In realtà Berlusconi non solo non ha mai contrastato il colonialismo statunitense, ma ne è sempre stato un agente; mentre Craxi non venne fatto fuori per la storia di Sigonella, ma perché era a capo del vecchio sistema dei partiti, diventato un ostacolo oggettivo alle privatizzazioni, poiché traeva le sue maggiori fonti di finanziamento dalle Partecipazioni Statali. Nella vicenda di Sigonella ebbe una parte rilevante anche l'allora sottosegretario alla Presidenza del Consiglio, Giuliano Amato, un agente del FMI infiltrato nel Partito Socialista e divenuto strettissimo collaboratore di Craxi. Manco a dirlo, fu il primo governo di Giuliano Amato, tra il 1992 ed il 1993, a dare il via alle privatizzazioni a tappeto. Per i suoi meriti nel campo delle privatizzazioni, il 6 febbraio ultimo scorso - appena dodici giorni fa - Giuliano Amato è stato nominato senior advisor della Deutsche Bank in Italia, a dimostrazione che nella sua biografia politica di "socialista" qualche dettaglio poco chiaro c'è.

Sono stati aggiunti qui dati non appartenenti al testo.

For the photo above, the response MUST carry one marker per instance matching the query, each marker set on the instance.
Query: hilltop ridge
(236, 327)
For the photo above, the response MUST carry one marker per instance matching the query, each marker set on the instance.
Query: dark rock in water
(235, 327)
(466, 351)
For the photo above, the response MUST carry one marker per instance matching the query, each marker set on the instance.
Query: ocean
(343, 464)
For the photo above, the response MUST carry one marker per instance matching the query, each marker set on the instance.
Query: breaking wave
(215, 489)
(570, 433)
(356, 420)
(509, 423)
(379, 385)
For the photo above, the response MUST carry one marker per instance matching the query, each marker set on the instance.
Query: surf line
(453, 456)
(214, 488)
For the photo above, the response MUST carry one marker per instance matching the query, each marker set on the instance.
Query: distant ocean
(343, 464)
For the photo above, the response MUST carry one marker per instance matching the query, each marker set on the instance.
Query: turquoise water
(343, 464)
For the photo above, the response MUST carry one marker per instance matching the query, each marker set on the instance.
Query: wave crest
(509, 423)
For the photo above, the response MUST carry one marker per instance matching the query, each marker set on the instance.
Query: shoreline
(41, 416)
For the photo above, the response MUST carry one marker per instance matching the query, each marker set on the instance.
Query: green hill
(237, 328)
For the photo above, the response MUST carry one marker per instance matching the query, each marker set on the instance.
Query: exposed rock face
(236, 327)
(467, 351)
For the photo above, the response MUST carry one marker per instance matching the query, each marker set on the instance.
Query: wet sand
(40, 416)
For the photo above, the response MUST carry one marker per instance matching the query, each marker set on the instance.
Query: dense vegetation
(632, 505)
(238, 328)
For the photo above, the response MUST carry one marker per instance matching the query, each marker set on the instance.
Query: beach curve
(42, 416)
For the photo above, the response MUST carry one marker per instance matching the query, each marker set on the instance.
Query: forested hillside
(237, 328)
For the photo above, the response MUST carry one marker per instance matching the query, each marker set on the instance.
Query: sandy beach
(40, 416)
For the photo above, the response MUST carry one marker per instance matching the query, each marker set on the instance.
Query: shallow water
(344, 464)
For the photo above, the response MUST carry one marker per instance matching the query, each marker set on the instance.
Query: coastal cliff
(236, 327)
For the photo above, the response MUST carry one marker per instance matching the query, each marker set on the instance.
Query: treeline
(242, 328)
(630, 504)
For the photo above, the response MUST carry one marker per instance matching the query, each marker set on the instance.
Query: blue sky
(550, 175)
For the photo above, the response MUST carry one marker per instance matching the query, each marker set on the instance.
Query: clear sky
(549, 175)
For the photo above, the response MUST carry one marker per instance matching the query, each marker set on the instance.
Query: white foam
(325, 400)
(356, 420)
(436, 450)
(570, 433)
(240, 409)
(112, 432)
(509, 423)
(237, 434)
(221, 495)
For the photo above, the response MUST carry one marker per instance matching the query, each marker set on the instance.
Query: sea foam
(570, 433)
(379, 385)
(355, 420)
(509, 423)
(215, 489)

Il vero gruppo dirigente degli Stati Uniti è costituito dai vertici della Federal Reserve e del Fondo Monetario Internazionale, e questi non hanno come movente le generiche vendette, ma il denaro. In questo senso, gli anni di Bertolaso alla Protezione Civile hanno preparato il terreno all’ingresso delle multinazionali anche in settori dove era impensabile che si insediassero.
Ancora un mese prima della privatizzazione della Protezione Civile - decisa il natale ultimo scorso -, quando era già deciso che Bertolaso sarebbe stato il presidente della nuova SPA, questi si dichiarava pubblicamente contrario alle ipotesi di privatizzazione; ciò per fare in modo che il colpo potesse essere messo a segno dal governo nel silenzio più assoluto. Bertolaso aveva ipocritamente recitato la sua parte di funzionario integerrimo sino in fondo, e soltanto lo scandalo ha messo allo scoperto i progetti di privatizzazione della Privatizzazione Civile.
Resterebbe però ancora da chiarire perché delle testate giornalistiche di "sinistra", come "Report" e "La Repubblica", abbiano contribuito in modo decisivo dal 2007 al 2009 a costruire la santa icona di Bertolaso. Forse ce lo potrebbe spiegare Giuliano Amato.